Les échos d’un commercial à Grenoble de 1956-1967.

I. LE DÉBUT A PARIS ET A LYON

Novembre 1955 : échec probable, pour la seconde fois, à l’ENA, et réponse à une petite annonce du Monde (une seule) ainsi rédigée : " Soc. intle rép. mondiale rech. jnes diplômés grdes écoles pr situations technico commerciales d’ing. en organisation ". Voilà comment, à cette époque, sans avoir aucune idée de rien du tout, sans connaître l’existence d’une compagnie dénommée " IBM France ", et après avoir vécu toute son adolescence à Grenoble dans l’idée d’être fonctionnaire aux affaires étrangères, mais après un jour et demi de tests, on se retrouve :

Le 3 janvier 1956 : avenue Gambetta " stagiaire commercial " !

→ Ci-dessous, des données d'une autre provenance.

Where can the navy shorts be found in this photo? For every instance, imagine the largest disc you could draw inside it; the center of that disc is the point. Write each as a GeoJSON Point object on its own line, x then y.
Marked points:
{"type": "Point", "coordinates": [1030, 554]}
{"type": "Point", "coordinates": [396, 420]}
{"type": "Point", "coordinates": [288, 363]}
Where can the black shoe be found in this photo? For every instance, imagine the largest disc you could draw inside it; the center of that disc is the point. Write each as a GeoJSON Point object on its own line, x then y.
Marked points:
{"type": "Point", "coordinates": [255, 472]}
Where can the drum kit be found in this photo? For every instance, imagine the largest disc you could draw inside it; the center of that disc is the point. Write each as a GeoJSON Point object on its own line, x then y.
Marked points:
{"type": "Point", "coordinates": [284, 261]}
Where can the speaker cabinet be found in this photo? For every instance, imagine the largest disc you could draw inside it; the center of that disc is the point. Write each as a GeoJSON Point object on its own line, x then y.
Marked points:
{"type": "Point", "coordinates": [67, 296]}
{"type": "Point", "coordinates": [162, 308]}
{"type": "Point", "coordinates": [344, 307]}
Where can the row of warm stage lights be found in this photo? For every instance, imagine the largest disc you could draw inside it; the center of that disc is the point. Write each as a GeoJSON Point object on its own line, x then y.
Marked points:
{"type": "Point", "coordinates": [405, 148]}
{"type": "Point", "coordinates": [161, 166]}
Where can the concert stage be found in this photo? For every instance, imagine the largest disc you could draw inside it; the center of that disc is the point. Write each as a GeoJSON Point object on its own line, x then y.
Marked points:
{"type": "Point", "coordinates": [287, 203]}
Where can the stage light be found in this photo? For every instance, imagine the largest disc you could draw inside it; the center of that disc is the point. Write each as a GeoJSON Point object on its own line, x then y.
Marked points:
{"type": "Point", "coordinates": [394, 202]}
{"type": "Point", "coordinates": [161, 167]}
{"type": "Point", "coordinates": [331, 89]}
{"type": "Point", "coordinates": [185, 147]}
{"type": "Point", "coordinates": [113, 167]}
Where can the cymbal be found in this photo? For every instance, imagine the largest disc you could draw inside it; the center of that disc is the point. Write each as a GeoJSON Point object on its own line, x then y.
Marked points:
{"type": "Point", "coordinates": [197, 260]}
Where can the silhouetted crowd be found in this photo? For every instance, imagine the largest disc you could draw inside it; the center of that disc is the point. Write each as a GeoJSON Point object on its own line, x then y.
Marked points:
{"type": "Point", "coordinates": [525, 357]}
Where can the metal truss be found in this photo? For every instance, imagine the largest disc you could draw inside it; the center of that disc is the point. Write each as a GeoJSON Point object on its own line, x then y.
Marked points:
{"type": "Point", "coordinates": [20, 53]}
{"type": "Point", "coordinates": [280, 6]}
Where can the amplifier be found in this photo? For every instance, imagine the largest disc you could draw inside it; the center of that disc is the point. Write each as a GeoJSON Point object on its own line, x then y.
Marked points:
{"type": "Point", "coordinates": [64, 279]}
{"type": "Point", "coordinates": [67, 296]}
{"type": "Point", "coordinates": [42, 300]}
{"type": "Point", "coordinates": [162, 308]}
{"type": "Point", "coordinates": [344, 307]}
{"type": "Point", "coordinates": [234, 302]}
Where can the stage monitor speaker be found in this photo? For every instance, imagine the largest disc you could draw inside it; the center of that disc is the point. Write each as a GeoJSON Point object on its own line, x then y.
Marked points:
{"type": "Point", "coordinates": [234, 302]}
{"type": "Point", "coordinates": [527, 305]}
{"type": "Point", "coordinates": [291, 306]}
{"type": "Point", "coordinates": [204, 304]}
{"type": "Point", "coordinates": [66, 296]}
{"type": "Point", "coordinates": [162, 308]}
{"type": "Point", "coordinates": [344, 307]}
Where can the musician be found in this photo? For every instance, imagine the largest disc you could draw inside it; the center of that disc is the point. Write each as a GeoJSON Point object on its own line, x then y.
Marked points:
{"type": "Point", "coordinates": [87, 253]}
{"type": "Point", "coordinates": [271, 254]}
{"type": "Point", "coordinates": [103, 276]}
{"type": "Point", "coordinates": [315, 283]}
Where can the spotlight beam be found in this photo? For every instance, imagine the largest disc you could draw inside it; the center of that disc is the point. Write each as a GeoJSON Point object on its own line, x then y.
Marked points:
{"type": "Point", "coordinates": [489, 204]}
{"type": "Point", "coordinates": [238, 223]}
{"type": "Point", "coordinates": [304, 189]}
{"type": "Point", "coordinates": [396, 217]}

Avec 14 autres perdus, dont Yves Goursonnet, ex-professeur d’italien à Clermont-Ferrand et persuadé que Bull avait recruté un interprète d’italien, on enfile le cours d’opérateur puis le cours de technicien sous la " direction " ( ?) de Le Guénédal pendant 6 mois, sans jamais avoir vu ni machines ni clients ni dirigeants de la Compagnie sauf dans les couloirs (Hervé Callies –Peroche, dit Callies, qui passait devant la queue sans un mot pour prendre l’ascenseur). Point marquant : " David dans l’Aurès ! ", à l’endroit de Jacques David qui se croyait chargé de nous faire marcher droit et qui fayotait au delà de ce que nous pouvions supporter.

En juin, affectation à Lyon.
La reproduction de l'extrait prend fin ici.